The 8 pictures below represent a 1 sec audio sample (some singing bowl).
k=8m+0, +5dB, 12% ![]() |
k=8m+1, +10dB, 21% ![]() |
k=8m+2, +12dB, 26% ![]() |
k=8m+3, +8dB, 16% ![]() |
k=8m+4, +2dB, 8% ![]() |
k=8m+5, -2dB, 5% ![]() |
k=8m+6, -1db, 6% ![]() |
k=8m+7, 0dB, 7% ![]() |
First, the audio sample is decoded at 48 kHz, split into 2048 overlapping frames with 2048 samples each, each frame X[0..N-1]
is analyzed with DCT: Y[0..N-1] = DCT[X] = DFT[X[0..N-1],X[N-1..0]]

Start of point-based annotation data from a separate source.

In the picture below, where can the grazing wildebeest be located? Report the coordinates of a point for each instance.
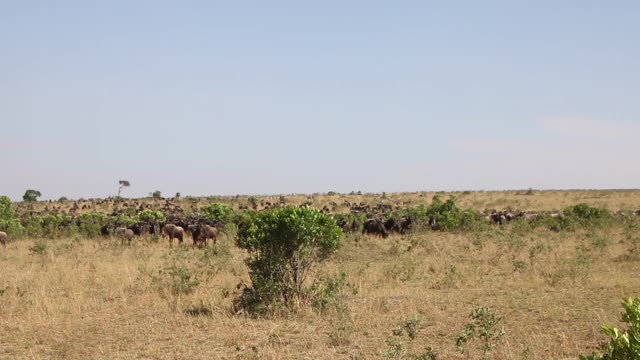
(167, 229)
(3, 238)
(208, 232)
(178, 233)
(124, 234)
(375, 226)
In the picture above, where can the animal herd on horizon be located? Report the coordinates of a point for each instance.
(371, 219)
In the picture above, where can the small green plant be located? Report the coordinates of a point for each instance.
(218, 212)
(519, 265)
(484, 327)
(31, 195)
(623, 344)
(39, 247)
(400, 343)
(283, 245)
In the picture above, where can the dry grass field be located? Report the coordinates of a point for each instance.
(76, 298)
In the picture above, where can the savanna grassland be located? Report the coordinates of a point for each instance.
(76, 298)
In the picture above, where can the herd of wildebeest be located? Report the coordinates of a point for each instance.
(380, 219)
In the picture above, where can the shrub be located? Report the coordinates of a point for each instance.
(39, 247)
(218, 212)
(588, 216)
(622, 345)
(151, 216)
(47, 225)
(8, 220)
(483, 326)
(283, 244)
(90, 223)
(31, 195)
(447, 216)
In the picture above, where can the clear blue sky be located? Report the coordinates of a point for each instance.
(256, 97)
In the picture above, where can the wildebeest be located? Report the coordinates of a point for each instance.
(208, 232)
(124, 234)
(167, 229)
(375, 226)
(176, 232)
(140, 228)
(202, 232)
(3, 238)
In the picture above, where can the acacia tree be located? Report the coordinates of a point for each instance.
(31, 195)
(283, 244)
(123, 184)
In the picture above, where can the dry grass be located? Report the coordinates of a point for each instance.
(95, 299)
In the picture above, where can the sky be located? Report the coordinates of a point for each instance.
(280, 97)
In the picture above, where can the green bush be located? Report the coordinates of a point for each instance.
(9, 222)
(219, 212)
(283, 244)
(622, 345)
(449, 217)
(47, 225)
(89, 224)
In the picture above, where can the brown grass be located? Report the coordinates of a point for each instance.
(95, 299)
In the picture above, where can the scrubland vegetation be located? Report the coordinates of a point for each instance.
(465, 288)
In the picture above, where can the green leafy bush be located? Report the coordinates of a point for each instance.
(622, 345)
(90, 223)
(9, 222)
(283, 244)
(484, 327)
(447, 216)
(219, 212)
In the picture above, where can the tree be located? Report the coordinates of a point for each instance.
(31, 195)
(123, 184)
(283, 245)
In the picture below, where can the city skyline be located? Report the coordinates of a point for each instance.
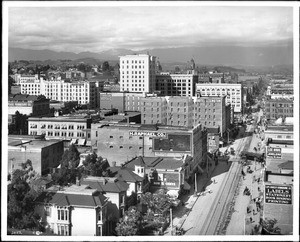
(101, 28)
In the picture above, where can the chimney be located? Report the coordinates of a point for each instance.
(77, 182)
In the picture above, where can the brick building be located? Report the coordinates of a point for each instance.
(43, 154)
(120, 143)
(279, 108)
(183, 85)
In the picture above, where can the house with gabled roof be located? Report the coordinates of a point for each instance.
(77, 210)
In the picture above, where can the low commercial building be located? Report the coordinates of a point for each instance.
(74, 128)
(44, 154)
(233, 93)
(279, 184)
(163, 172)
(279, 108)
(123, 142)
(28, 105)
(115, 190)
(279, 132)
(77, 210)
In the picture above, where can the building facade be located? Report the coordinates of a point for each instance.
(61, 127)
(183, 85)
(77, 210)
(85, 92)
(137, 73)
(279, 108)
(119, 143)
(44, 155)
(29, 105)
(233, 93)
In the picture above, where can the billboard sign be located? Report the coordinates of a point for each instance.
(148, 134)
(278, 194)
(274, 152)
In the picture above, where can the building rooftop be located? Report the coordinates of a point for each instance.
(280, 128)
(106, 184)
(22, 97)
(125, 173)
(156, 162)
(31, 144)
(61, 198)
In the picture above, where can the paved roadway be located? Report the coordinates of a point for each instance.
(210, 210)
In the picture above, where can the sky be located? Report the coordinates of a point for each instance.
(96, 29)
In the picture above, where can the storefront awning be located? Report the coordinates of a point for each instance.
(186, 186)
(81, 141)
(73, 141)
(173, 193)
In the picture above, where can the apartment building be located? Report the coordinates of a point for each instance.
(28, 104)
(233, 93)
(75, 128)
(137, 73)
(185, 111)
(77, 210)
(279, 108)
(19, 78)
(85, 92)
(183, 85)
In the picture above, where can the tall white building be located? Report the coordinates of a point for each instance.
(183, 85)
(137, 73)
(232, 91)
(82, 91)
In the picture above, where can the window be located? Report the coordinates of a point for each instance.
(48, 211)
(62, 214)
(62, 229)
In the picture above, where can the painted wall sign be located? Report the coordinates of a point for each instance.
(278, 194)
(274, 152)
(148, 134)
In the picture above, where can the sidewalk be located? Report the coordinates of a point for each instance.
(196, 207)
(181, 213)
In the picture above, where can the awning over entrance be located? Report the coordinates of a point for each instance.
(81, 141)
(186, 186)
(173, 193)
(73, 141)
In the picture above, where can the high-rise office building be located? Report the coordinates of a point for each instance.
(137, 73)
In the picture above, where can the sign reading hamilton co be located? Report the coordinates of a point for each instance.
(274, 152)
(148, 134)
(278, 194)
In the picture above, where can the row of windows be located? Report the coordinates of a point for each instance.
(65, 134)
(133, 61)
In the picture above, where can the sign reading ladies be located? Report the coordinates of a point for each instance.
(278, 194)
(148, 134)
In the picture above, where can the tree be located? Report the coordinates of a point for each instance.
(105, 66)
(68, 167)
(96, 166)
(158, 203)
(130, 223)
(21, 200)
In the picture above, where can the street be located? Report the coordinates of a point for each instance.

. The result is a more or less standard spectrogram. Colors correspond to the A-G notes.
From the DCT’s point of view, each frame is a sum of Y[k]*cos(2pi*k*t/N)
waves, where Y[k]
are real amplitudes and k
are frequencies (and N=2048
). This is what happens when we select only k=2m
or k=8m+5
frequencies:
The spectrograms are rendered with dynamic range of 40 dB, meaning that amplitudes smaller than 1% of the max amplitude won’t be visible. Displaying only k=8m+5
frequencies reveals that there is a lot of relatively quiet sound there.
The last trick is squaring the amplitudes and applying the inverse DCT. The idea is that all the k=8m+5
cosine waves can be combined back into a time-domain signal. This corresponds to convolving the original signal with a certain kernel. Each cosine wave is colored according to its frequency, so their sum appears quite colorful:
This procedure can be repeated for each remainder k=8m+r
, r=0..7
, producing 8 pictures. Cosine waves are symmetric (even), so they look better in polar coordinates, as shown above. The sum of squared amplitudes corresponds to weight of each picture, e.g. if the total sum A[0]^2+...A[N-1]^2 = 1
, then sum A[8m+2]^2 = 0.26
, so the third picture contributes 1/4 to the total.